Te Hūhū, also known as Whārō, was a Māori rangatira (chief) of Te Rarawa.

== Biography ==
Primarily of Te Rarawa, Te Hūhū was also affiliated with Ngāti Hao, Ngāti Miru, and Ngāti Pou.

Little is known of his early life. His father was Kahi and his mother was Kaimanui, and he had multiple siblings, including two younger brothers, Pāpāhia and Whakarongouru, and three sisters, Tiari, Te Wairoro, and Ngākahuwhero. Additionally, Te Hūhū was the grandson of Tarutaru, and his wife, Te Ruapounamu, the ancestors of Te Rarawa. He was related to Nōpera Panakareao and through his uncle, Ngāmotu, he was related to Haare Nepia Te Morenga. Te Hūhū's daughter, Ati, later known as Ereonora, was one of the few women to sign the Treaty of Waitangi. Te Hūhū also had a son named Peri, who was responsible for the establishment of the hapū Te Uri o Tai.

After Kahi's death, Te Hūhū was bestowed with his father's mana, and was given the role of rangatira kaitiaki of Whangapē. He also inherited the name Whārō, which was derived from the beach at Ahipara, where the tide 'whārō ki uta, whārō ki tai' (stretched out to the land and sea). This comes in spite of the fact that Te Hūhū's principal residence was at Pawarenga, on the southern side of the Whangapē Harbour.

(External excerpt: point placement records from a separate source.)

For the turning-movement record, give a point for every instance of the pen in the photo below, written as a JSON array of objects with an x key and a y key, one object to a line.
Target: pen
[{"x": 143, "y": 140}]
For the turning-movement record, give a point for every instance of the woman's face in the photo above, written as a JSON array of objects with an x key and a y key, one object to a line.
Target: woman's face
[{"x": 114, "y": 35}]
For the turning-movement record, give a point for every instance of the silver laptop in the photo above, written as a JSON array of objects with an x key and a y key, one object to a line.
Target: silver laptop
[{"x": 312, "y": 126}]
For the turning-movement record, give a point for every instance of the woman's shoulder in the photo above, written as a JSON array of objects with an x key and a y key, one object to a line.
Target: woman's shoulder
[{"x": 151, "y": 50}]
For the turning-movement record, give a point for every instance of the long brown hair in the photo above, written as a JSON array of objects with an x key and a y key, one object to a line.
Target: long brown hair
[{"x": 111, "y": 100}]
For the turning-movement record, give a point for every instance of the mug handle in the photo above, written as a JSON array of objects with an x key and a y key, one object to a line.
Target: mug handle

He signed He Whakaputanga sometime between 28 October 1835 and 13 January 1836. Te Hūhū, alongside Pāpāhia, Panakareao, and Haare Nepia Te Morenga, were the four principal Te Rarawa signatories who are known to have signed He Whakaputanga.

It is likely that Te Hūhū signed the Treaty of Waitangi under the name 'Matiu Hūhū' at Kaitaia on 28 April 1840. He is noted as having expressed his concerns before signing the treaty, particularly about the missionaries and the sale of Māori land to Pākehā. Te Hūhū did not agree to give land to the missionaries.

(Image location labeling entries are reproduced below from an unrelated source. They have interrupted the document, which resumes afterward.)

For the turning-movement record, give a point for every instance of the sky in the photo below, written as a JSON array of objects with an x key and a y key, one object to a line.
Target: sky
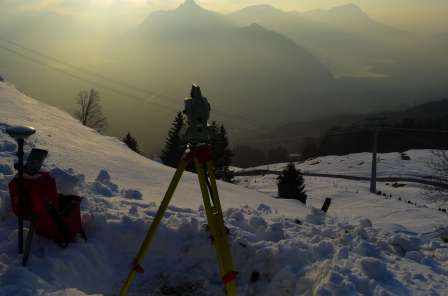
[{"x": 413, "y": 15}]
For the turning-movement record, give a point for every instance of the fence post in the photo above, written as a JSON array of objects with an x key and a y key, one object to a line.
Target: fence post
[{"x": 374, "y": 153}]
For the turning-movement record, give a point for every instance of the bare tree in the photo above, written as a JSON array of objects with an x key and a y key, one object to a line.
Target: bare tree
[{"x": 89, "y": 112}]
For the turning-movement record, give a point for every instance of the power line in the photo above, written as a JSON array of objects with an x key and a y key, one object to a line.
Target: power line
[
  {"x": 114, "y": 81},
  {"x": 106, "y": 87}
]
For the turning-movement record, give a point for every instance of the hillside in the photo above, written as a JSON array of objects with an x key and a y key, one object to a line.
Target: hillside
[{"x": 279, "y": 246}]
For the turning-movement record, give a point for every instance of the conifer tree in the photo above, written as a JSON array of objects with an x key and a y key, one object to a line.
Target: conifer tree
[
  {"x": 175, "y": 144},
  {"x": 131, "y": 142},
  {"x": 222, "y": 154},
  {"x": 291, "y": 183}
]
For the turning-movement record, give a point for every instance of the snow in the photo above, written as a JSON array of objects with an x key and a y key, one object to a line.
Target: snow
[
  {"x": 359, "y": 164},
  {"x": 280, "y": 247}
]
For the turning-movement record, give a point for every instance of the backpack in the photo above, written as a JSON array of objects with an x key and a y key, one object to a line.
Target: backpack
[{"x": 54, "y": 216}]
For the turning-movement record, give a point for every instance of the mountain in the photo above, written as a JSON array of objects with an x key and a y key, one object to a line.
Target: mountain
[
  {"x": 268, "y": 236},
  {"x": 351, "y": 18},
  {"x": 329, "y": 34},
  {"x": 248, "y": 65},
  {"x": 189, "y": 17}
]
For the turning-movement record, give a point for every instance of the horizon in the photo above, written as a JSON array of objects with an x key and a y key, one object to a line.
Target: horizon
[{"x": 409, "y": 15}]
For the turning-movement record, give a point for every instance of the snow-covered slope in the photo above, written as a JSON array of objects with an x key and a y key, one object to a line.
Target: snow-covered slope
[
  {"x": 72, "y": 145},
  {"x": 280, "y": 247},
  {"x": 359, "y": 164}
]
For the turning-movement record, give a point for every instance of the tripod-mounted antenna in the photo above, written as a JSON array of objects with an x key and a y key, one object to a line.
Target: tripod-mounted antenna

Governor George Grey awarded two portraits to Te Hūhū and fellow rangatira Reihana Kiriwi for their actions in preventing hostilities between Tamaho of Whangapē and 'the Patu'.

Te Hūhū died of natural causes at Waimako, Ōrongotea. Upon this, his brother, Pāpāhia, composed a mōteatea in his honour, a lament named He tangi mō Te Huhu.